Ma anche Robert, il gabbiano, sapeva che avrebbe perduto tutto questo. Come impone l'appartenenza di specie.
«Non avrebbe più visto il volo delle rondini nei
primi giorni d’aprile davanti al nido, non avrebbe atteso le garzette dalla
palude o l’airone cinerino solcare l’infinito. Non avrebbe più udito il canto
d’amore delle folaghe dagli stagni del fondo valle, ma neppure avrebbe potuto scrutare i brevi voli delle marzaiole o
dell’imprendibile cavaliere. Il suo mondo si faceva da parte in attesa della
partenza, del viaggio alla scoperta dell’ignoto. La sua giovinezza tratteneva a
fatica una sete d’avventura che non poteva confinare in un territorio angusto,
popolato di ricordi. Non aveva amici da salutare e questo era un vantaggio.

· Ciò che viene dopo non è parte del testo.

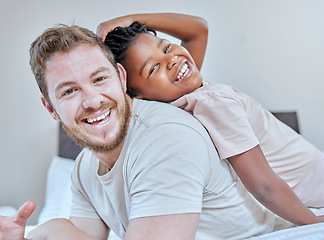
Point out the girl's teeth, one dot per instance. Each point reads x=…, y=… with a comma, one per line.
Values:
x=182, y=71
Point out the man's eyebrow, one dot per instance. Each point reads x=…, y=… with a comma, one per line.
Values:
x=146, y=62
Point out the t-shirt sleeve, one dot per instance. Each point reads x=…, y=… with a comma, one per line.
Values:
x=227, y=123
x=169, y=172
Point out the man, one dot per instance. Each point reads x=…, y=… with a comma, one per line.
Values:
x=148, y=170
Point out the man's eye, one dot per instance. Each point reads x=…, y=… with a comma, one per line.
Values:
x=68, y=92
x=153, y=69
x=166, y=49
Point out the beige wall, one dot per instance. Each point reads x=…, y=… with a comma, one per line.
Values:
x=272, y=50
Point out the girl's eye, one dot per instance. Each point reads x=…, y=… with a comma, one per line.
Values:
x=166, y=49
x=68, y=92
x=153, y=69
x=100, y=79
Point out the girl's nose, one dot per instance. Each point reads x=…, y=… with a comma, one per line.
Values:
x=92, y=99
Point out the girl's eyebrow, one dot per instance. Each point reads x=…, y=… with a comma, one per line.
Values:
x=146, y=62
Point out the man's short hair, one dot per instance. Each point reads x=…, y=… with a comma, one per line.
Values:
x=61, y=39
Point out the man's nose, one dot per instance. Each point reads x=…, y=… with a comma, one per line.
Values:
x=92, y=99
x=172, y=61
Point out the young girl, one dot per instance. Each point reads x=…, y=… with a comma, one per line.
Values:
x=259, y=147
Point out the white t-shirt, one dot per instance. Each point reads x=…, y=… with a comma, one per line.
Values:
x=168, y=165
x=237, y=123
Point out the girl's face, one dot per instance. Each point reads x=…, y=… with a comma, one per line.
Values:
x=158, y=70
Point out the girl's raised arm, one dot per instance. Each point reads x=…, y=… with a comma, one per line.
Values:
x=191, y=30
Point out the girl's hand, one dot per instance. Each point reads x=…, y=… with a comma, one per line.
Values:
x=14, y=227
x=106, y=27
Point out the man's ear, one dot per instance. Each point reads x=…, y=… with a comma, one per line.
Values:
x=123, y=76
x=50, y=109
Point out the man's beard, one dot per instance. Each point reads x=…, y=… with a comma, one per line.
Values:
x=85, y=141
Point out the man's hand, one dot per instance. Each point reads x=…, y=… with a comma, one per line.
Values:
x=13, y=228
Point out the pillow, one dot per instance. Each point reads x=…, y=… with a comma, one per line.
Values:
x=58, y=196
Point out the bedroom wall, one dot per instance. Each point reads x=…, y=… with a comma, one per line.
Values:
x=272, y=50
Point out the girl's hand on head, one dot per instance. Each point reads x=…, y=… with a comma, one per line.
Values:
x=106, y=27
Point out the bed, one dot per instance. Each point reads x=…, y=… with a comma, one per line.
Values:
x=58, y=195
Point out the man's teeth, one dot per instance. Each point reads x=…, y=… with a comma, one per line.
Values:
x=91, y=120
x=183, y=72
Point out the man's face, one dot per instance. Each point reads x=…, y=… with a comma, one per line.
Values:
x=88, y=97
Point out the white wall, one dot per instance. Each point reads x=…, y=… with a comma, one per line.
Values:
x=272, y=50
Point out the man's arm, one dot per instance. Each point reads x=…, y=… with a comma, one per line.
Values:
x=173, y=227
x=14, y=227
x=275, y=194
x=73, y=229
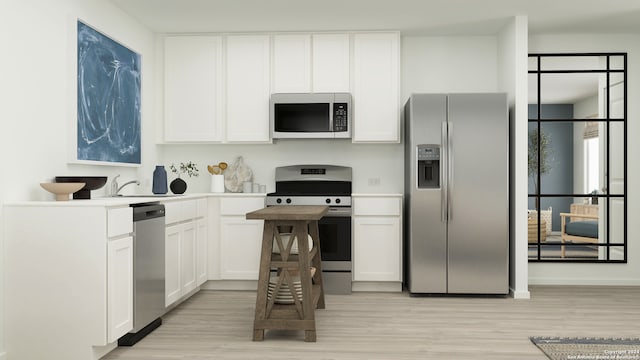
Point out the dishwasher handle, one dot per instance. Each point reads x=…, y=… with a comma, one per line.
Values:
x=147, y=212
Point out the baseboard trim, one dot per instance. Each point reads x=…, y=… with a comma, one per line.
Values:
x=375, y=286
x=520, y=295
x=583, y=282
x=230, y=285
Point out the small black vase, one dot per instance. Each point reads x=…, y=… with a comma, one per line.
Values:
x=178, y=186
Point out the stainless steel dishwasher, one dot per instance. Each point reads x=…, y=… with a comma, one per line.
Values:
x=148, y=271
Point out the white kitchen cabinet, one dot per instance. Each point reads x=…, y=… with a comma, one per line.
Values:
x=173, y=286
x=311, y=63
x=331, y=63
x=188, y=257
x=376, y=84
x=82, y=283
x=377, y=238
x=193, y=89
x=291, y=63
x=247, y=88
x=182, y=248
x=237, y=240
x=201, y=251
x=120, y=287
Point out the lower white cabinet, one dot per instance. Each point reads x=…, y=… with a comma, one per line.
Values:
x=68, y=278
x=185, y=248
x=119, y=287
x=240, y=245
x=377, y=238
x=234, y=243
x=201, y=251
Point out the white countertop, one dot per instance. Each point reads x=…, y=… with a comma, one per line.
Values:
x=126, y=200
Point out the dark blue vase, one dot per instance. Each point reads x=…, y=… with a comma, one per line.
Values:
x=159, y=180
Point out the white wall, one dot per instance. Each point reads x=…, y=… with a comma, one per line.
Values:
x=37, y=90
x=602, y=274
x=512, y=51
x=426, y=67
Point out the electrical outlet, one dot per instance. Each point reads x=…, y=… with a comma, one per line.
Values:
x=374, y=181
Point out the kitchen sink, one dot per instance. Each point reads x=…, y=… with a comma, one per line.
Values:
x=148, y=195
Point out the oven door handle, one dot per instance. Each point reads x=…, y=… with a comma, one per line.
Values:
x=339, y=212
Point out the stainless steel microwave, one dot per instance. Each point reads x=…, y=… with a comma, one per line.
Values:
x=310, y=116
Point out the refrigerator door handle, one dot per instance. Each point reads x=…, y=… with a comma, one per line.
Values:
x=450, y=172
x=443, y=175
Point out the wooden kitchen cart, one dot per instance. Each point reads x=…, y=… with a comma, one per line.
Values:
x=301, y=221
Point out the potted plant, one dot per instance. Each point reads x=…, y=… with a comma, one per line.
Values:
x=179, y=186
x=540, y=160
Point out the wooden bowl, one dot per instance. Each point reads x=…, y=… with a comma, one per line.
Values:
x=62, y=190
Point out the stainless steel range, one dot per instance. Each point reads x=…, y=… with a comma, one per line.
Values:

Alle sue spalle lasciava pensieri e rimpianti del passato, ricordi d’un vecchio
padre, il dolore per una madre perduta nel mare della fanciullezza, il
disprezzo del branco per la sua diversità. Ma che cosa poteva sapere quel
branco di pennuti? Suo padre gli aveva insegnato tutto. Non aveva bisogno di
loro per capire il mondo. Per i gabbiani del branco quel panorama di cielo e
mare, che si estendeva a toccare angoli riposti di antiche scogliere, doveva
esistere per permettere di sopravvivere. Una mentalità utilitaristica, pensava
Robert,che ricordava le parole del padre. La sua terra era un insieme di rocce
e mare, un silenzio eterno, un tentativo di quiete nei silenzi della sera.
Robert aveva sempre cercato di rispettare la volontà della natura» (pp. 40-41).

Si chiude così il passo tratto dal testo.